Meghna is a physician by training, and began volunteering to conduct wildlife surveys in the Western Ghats and Eastern Himalaya, while also being a doctor to local communities. Volunteering activities with Centre for Wildlife Studies and Nature Conservation Foundation helped her appreciate the importance of science in conservation, and forced a change in her career goal. Meghna joined the Masters course in Wildlife Biology and Conservation in order to acquire the skills necessary to practice science based conservation. She is interested in primates in rainforest, and after the course hopes to work in the rainforests in the Western Ghats. Meghna is a frequent writer in newspapers on conservation issues.

Nishant M Srinivasaiah

Nishant was a dairy technologist by training, before he joined the Masters course in Wildlife Biology and Conservation.
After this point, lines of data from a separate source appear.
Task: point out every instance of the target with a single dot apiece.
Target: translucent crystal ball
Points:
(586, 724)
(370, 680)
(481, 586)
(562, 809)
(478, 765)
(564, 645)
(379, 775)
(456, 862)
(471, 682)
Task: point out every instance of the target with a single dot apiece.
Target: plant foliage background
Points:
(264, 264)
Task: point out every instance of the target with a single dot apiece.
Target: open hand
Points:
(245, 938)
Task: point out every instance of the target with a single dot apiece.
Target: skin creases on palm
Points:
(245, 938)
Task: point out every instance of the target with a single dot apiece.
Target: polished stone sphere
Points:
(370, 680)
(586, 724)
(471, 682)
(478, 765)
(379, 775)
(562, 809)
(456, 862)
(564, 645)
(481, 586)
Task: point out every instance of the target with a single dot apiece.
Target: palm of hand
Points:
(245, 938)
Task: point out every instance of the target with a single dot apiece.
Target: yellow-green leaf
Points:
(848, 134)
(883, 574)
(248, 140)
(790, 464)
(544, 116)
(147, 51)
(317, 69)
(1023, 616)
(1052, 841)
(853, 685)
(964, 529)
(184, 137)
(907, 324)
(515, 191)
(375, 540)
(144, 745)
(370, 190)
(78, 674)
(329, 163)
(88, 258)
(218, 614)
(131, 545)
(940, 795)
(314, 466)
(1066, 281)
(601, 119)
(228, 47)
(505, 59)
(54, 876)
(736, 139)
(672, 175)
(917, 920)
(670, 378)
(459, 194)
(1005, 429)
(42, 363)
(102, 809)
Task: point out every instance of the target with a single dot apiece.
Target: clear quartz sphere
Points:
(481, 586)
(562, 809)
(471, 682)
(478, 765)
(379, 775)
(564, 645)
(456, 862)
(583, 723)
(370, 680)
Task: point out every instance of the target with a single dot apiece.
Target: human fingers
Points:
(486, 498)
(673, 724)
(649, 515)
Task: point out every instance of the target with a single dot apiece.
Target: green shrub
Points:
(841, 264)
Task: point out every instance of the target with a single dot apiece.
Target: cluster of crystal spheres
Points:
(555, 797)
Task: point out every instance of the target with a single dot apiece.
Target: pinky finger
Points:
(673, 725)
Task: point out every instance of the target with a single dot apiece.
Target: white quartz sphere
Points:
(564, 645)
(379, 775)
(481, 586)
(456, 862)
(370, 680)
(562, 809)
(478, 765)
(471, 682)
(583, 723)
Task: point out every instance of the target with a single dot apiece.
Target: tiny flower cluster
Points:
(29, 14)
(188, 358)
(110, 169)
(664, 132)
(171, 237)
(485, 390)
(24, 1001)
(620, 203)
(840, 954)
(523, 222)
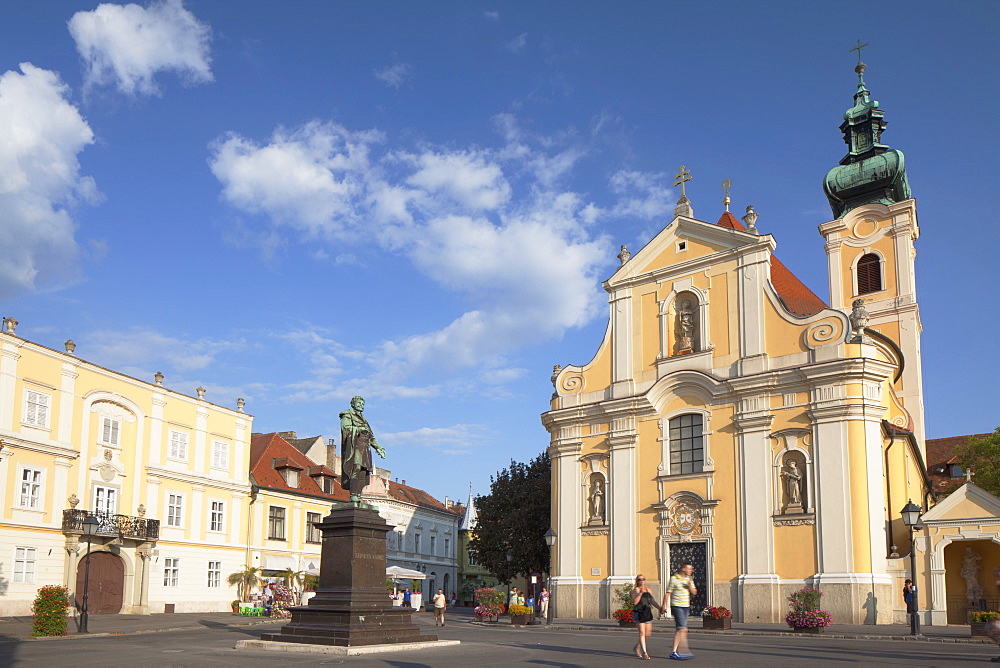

As a volunteer with A Rocha-India, Nishant studied Human-elephant conflict at Bannerghatta National park, with Nityatha Foundation, he looked at age and sex classification of elephants from Bandipur, with ANCF, he worked on Human elephant conflict at Bannerghatta national park and biometry of camp elephants in Nagarahole National Park and with JNCASR, he looked at social organization of elephants and laterality in elephants at Nagarahole National Park. Nishant has also actively campaigned against ill-planned and unjustifiable capture and translocation of elephants in Kodagu district of south India. He is in no doubt about his career – it is in the study and conservation of Asian elephants. Nishant joined the course to equip himself with the tools necessary for this career.